Excelsior Mission, The Soldiers' Church, 1918

The impact of war on the church

Englesea Brook Museum
Englesea Brook Museum

For men who had experienced the horrors of life in the trenches during the First World War, a return to their home church could be difficult, if not impossible.  

Many of those who had experienced the harsh realities of war found it difficult to cope with the petty restrictions of a church which seemed staid and out of touch.  As a result, many abandoned all contact with their former church or chapel.

Their own meetings

A group of former soldiers at Foundry Street Primitive Methodist Chapel, Dukinfield, Lancs, found another solution. They began to meet together as a group, first in each other’s homes, and then in a room over the stables of the ‘Old General’, in Astley Street.  At each service a borrowed piano had to be brought in and carried away afterwards. Their meetings became known as ‘Excelsior Mission’. 

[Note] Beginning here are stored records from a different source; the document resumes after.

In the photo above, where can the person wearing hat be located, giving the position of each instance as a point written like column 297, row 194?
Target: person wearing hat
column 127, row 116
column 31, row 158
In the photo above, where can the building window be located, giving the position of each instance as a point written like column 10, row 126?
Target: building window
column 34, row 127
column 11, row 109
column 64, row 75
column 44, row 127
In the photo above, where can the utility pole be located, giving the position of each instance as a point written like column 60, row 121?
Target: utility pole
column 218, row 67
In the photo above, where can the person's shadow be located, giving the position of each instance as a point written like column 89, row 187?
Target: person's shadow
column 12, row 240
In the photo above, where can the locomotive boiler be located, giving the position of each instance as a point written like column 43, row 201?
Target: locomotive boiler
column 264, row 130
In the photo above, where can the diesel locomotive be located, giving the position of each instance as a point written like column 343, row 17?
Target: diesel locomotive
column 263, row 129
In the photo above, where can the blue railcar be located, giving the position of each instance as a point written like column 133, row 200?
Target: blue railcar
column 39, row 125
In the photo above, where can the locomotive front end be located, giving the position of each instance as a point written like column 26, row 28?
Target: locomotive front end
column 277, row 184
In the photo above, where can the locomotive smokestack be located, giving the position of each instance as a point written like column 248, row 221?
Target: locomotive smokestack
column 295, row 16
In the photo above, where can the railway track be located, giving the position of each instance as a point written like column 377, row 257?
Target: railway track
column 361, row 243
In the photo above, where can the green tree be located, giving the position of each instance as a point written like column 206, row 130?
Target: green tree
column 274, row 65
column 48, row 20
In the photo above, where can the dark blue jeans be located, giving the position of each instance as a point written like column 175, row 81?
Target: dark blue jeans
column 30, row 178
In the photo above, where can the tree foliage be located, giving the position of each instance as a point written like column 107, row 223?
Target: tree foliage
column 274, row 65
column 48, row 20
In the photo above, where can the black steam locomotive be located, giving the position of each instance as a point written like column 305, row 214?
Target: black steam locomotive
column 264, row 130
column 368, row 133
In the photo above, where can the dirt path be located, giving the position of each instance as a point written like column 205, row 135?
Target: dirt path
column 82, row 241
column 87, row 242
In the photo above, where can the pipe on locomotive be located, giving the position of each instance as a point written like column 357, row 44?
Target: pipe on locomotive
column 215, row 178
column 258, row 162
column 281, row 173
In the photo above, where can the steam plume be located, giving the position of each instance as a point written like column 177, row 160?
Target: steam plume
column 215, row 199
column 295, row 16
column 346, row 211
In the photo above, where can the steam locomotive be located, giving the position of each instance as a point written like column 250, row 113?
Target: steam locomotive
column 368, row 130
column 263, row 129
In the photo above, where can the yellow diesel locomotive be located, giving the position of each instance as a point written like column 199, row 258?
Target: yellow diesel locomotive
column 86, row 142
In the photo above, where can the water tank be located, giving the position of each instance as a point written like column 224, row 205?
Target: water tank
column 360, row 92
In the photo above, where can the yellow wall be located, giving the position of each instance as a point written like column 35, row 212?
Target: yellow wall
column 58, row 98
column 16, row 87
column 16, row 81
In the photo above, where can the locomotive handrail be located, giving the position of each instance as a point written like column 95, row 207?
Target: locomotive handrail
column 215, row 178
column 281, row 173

From the stables they moved to the Police Court Mission, in Russell Street, where the dock served as a pulpit.  The next step was to build their own chapel, and land was obtained on Lodge Lane. A start was made on a timber building, but it was destroyed by bad weather before completion. 

A new Chapel

On 2 August 1924, a brick building, for a school and chapel, was opened at a cost of £1,200, most of which had to be borrowed. The opening ceremony was performed by a leading Independent Methodist from Warrington, and Excelsior now became part of the Manchester Independent Methodist circuit. Some of the early leaders were J W Berry, E Shaw, E Critchlow, Tom Wood, W Daniels and James Marland.